The corners of tesseracts of all sizes sum to the magic constant. There are eight sub types of tesseract corners listed in the menu. Because of the wrap around property of the magic tesseract, the other seven potential sub types are redundant. That is corners of the 10x10x10x10 tesseract are equivalent to the corners of an 8x8x8x8 tesseract and also equivalent to a 10x8x10x8, 8x8x8x10, etc. tesseract. The 11's and 7's, 12's and 6's, 13's and 5's, 14's, and 4's, 15's and 3's, and 16's and2's are also interchangeable for both the tesseracts and prisms. With one exception all tesseract and prism sub types have 65,536 examples.
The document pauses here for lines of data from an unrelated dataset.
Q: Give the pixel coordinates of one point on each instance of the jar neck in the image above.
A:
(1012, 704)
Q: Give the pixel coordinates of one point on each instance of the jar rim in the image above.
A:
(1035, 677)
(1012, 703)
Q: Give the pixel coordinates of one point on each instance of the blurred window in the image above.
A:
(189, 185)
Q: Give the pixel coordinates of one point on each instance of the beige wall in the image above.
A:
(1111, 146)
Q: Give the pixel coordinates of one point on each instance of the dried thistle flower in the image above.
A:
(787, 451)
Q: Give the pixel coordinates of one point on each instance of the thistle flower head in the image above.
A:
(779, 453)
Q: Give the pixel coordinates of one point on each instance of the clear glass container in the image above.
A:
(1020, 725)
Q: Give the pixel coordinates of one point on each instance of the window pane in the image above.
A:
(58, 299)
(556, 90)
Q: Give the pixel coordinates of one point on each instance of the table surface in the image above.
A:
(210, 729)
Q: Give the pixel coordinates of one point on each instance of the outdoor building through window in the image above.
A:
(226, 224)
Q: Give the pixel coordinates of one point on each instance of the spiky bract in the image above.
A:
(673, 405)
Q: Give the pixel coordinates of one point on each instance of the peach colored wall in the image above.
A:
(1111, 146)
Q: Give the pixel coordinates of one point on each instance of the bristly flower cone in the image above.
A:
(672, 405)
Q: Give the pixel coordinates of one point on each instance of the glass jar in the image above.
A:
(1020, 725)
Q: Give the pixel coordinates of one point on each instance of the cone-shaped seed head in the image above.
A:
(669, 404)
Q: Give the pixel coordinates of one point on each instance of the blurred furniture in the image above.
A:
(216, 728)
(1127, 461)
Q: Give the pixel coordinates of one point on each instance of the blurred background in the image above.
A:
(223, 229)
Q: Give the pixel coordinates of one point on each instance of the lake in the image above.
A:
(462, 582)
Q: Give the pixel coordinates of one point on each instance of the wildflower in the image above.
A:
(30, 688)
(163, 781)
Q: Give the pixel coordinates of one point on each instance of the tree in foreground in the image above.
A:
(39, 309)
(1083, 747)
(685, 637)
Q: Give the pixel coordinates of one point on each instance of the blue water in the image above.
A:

The one exception is the 9x9x9x9 tesseract that only has 4096 different examples. For this tesseract, wraparound still gives a 9x9x9x9 tesseract.

There are 21 types of four dimensional prism corners described. Seven of these have 14 sub types and fourteen have 12 sub types. The 21 types represent all the prism corner types for which all 65,536 examples add to the magic constant. All other potential prism corner types have some examples that add to the magic constant and some that don't. All possible combinations of 2's, 4's, 6's, and 8's are included in the types as are all combinations of 3's and 7's. For an order-32 magic figure, 10's, 12's, 14's and 16s would be added to the former group and 11's and 15's to the latter. The new pair 5's and 13's would also be added.

### Shifted Lines and Shifted Diagonals

There are four types of shifted lines, each with seven sub types. The lines consist of eight numbers in a row, column, pillar, or file with a continuation of the line shifted a vector of 8 in one, two, or three of the other dimensions. The six 2-D shifted diagonals each have six sub types. The six types correspond to the six plane directions of the tesseract. The shifted diagonals consist of eight numbers in one of the two diagonals of a square with the continuation shifted a vector of 8 in one or both of the dimensions perpendicular to the square. There are twelve sub types of 3-D shifted diagonals. These correspond to the four diagonals of each of the four cube sets nested within the tesseract. The diagonals consist of eight numbers in one cube with the remaining eight continuation shifted a vector of 8 into the fourth dimension. There are 32,768 different example of each of the shifted figures because selection of the coordinates of the same relative points on either of the two line segments sums the same 16 numbers.

### Shifted Cubes and Beaded Squares

The last two types shown illustrate two 4-D analogs of the shifted squares described in the Magic Cube Guide. The shifted cubes consist of the corners of two 2x2x2 cubes in the same three dimensions that are separated either by a (8,8,8) vector in those three dimensions or by a (8,8,8,8) vector. Since there are four cube configurations in the tesseract there are eight sub types for this type. The cubes could be 3x3x3, 4x4x4, etc. as well but this is not shown. The last type is the beaded squares. These are a series of four 2x2 squares each shifted in the same plane a (4,4) vector from the previous square. As there are six square directions and two diagonals for each square there are twelve sub types. Many variations on this theme are also possible but again not shown. There are 32,768 examples of the shifted cubes and 16,384 of the beaded squares.

### Other Patterns

There are undoubtedly millions of patterns that could be translated throughout the tesseract and always sum to the magic constant. Those shown are primarily extrapolations from the square and cube. For example, in the square, there are two sub types and 20 examples of corners of squares, in the cube there are 4 types and 1600 examples of corners of cubes, and in the tesseract 8 types and 462,848 examples of corners of tesseracts. If the similar corners of prisms are included, the explosion is even more dramatic with over 18 million examples in the tesseracts. An examination of potential patterns in the cube suggests thousands for the cube all of which probably have 4-D analogues. The tesseract undoubtedly has many more.